“So what I’ve brought you to-night is not of the slightest help, Sir Harold?”

“I don’t say that! I’m glad you brought the proof to me and not to the other side, for, of course, anything that tends to discredit Miss Cheale discredits her mysterious stranger. But I should not be a true friend, I should be a cruel friend”—and now his voice did take on a far more kindly quality—“were I to conceal from you, Miss Bower, that Henry Garlett is in the very gravest danger. Till the admission made by Miss Prince——”

Jean made a quick movement of surprise.

“Yes, Miss Prince has at last brought herself to admit that there was actually a considerable amount of arsenic kept by her, carelessly, in an open cupboard at the Thatched Cottage. You are, of course, aware that there was one all-important missing link in the chain of circumstantial evidence connecting Henry Garlett with the death of his wife? That link has now, I regret to say, been supplied.”

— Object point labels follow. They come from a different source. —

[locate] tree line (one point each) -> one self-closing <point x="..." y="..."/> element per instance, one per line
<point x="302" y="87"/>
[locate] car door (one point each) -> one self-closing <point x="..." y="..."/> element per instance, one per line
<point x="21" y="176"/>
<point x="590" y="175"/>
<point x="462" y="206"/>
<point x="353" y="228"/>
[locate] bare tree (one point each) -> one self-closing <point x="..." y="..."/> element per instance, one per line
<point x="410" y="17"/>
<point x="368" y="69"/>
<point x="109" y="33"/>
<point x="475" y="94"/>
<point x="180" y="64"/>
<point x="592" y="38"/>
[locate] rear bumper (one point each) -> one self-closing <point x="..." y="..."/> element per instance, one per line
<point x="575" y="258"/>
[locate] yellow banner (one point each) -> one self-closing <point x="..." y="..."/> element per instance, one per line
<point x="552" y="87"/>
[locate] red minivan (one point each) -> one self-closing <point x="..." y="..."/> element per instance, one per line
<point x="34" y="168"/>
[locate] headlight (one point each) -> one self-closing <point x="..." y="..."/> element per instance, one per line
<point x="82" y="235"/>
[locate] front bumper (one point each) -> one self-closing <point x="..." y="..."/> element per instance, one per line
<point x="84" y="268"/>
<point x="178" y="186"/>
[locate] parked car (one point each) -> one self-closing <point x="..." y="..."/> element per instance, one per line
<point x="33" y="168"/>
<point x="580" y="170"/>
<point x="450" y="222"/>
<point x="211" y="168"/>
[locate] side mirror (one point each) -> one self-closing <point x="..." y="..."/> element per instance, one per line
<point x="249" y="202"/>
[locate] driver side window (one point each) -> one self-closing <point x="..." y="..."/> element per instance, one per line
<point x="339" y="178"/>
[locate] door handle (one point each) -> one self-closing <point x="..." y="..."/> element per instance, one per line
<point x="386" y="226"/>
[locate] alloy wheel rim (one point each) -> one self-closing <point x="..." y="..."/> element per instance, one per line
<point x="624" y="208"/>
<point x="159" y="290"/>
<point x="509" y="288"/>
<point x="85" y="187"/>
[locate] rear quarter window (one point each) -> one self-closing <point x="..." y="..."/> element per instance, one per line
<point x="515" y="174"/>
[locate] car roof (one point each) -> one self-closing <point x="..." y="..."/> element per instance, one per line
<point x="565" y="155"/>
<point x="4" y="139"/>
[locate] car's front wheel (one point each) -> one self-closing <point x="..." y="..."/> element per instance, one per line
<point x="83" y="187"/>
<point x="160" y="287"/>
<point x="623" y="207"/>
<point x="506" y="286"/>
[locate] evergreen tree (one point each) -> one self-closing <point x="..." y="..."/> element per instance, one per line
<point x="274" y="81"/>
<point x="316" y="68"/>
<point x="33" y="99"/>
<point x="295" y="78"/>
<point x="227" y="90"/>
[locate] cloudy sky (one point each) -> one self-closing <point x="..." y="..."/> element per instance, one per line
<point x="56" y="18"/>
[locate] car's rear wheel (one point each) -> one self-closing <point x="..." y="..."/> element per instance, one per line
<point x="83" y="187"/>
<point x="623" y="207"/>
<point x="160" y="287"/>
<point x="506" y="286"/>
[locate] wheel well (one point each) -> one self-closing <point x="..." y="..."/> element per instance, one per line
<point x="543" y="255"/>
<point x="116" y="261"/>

As he saw the look of agony, of despair, on her young face he hastened on:

“I do not mean by all I have said, Miss Bower, that you are to give up hope. On the contrary, if you can persuade the jury that Garlett had not fallen in love with you before his wife’s death, you will have gone a very long way to destroy what, of course, the other side are relying on—Garlett’s motive for committing this murder—if murder there was.”

“If murder there was?” repeated Jean uncertainly.

“Yes, for I am going most seriously into the question whether or not Mrs. Garlett committed suicide. A large quantity of white arsenic has been in Miss Prince’s possession for many years. At one time, when in better health, Mrs. Garlett was constantly at the Thatched Cottage. I have found a woman who will tell the Court that Mrs. Garlett had an extraordinary horror of vermin—of rats and of mice—and I am going to raise the question as to whether some years ago she did not persuade Miss Prince to give her a small quantity of arsenic to destroy some rats which she believed were infesting a portion of the Thatched House. In that case Mrs. Garlett may well have kept some of the arsenic by her, and, in a moment of depression or of pain, administered it to herself.”

But even Sir Harold’s assured voice became less assured as he put forward this unlikely theory.